Ian McAllister, professor of political science at the Australian National University, told BuzzFeed News that the voluntary and postal nature of the vote would "introduce biases" in the result and see younger people under-represented.
"We know that those voters [who will not take part in a compulsory vote] tend to be younger voters, voters who are less interested, less educated, slightly more likely to be female," he said. "We know that when things are conducted by post it will over-emphasise voting by older people."
He estimated the percentage of Australians who would actually vote in such a plebiscite in the low 70s, based on data from the long-term Australian Election Study and the fact it would be a "second order election" (meaning a vote on an issue, rather than on electing representatives).
McAllister said a postal plebiscite would show greater opposition to same-sex marriage than actually exists.

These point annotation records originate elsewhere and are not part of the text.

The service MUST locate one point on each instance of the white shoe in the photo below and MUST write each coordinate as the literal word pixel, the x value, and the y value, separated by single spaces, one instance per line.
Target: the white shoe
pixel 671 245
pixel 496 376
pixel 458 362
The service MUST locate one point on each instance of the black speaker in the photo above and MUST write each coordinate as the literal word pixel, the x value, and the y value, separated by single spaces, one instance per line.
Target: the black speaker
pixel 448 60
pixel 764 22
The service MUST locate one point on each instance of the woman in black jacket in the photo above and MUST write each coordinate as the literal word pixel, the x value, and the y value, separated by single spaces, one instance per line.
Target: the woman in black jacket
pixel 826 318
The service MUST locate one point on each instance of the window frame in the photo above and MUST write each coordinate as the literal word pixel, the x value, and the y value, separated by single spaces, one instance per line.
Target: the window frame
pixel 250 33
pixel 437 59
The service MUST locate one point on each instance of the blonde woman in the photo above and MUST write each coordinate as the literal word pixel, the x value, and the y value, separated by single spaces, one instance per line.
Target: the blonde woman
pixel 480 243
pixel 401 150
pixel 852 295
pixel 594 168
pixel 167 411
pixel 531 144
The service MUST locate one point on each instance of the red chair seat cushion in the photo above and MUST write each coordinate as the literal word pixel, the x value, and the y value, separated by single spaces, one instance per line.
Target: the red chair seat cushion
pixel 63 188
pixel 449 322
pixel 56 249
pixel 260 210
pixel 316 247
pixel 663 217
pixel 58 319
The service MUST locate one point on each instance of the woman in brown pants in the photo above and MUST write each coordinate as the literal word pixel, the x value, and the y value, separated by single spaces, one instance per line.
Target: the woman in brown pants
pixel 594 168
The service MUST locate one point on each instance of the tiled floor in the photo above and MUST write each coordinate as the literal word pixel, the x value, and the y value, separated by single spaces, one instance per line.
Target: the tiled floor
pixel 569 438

"In a non-compulsory, postal plebiscite, you are going to overestimate opposition to same-sex marriage. That is absolutely true," he said.
"Not as much as people might think though, it’s not huge. If it happened to be an extremely close result, it would affect the outcome."
McAllister predicted a vote could overestimate opposition to same-sex marriage by three or four percent.
Clive Bean, professor of political science at the Queensland University of Technology, told BuzzFeed News young people are "much less likely" to respond to a postal vote, and that it could influence the result.
"I would certainly see [young people's response rates] as a factor that would make a possibility of biasing the result – relative to what you would get in a comprehensive plebiscite if the response was equal from all different sectors of society."
Bean said it would become a "real issue" if it became clear that there were substantially different views between an under-represented group of voters and the remainder.
He said a voluntary survey would likely not put to rest the deep divisions over this issue.
"What it will mean, if something like that went ahead and then it were used as the basis for a policy decision and the results were relatively close, it would become highly contentious," Bean said. "The danger is, it might not get them much further than they are now."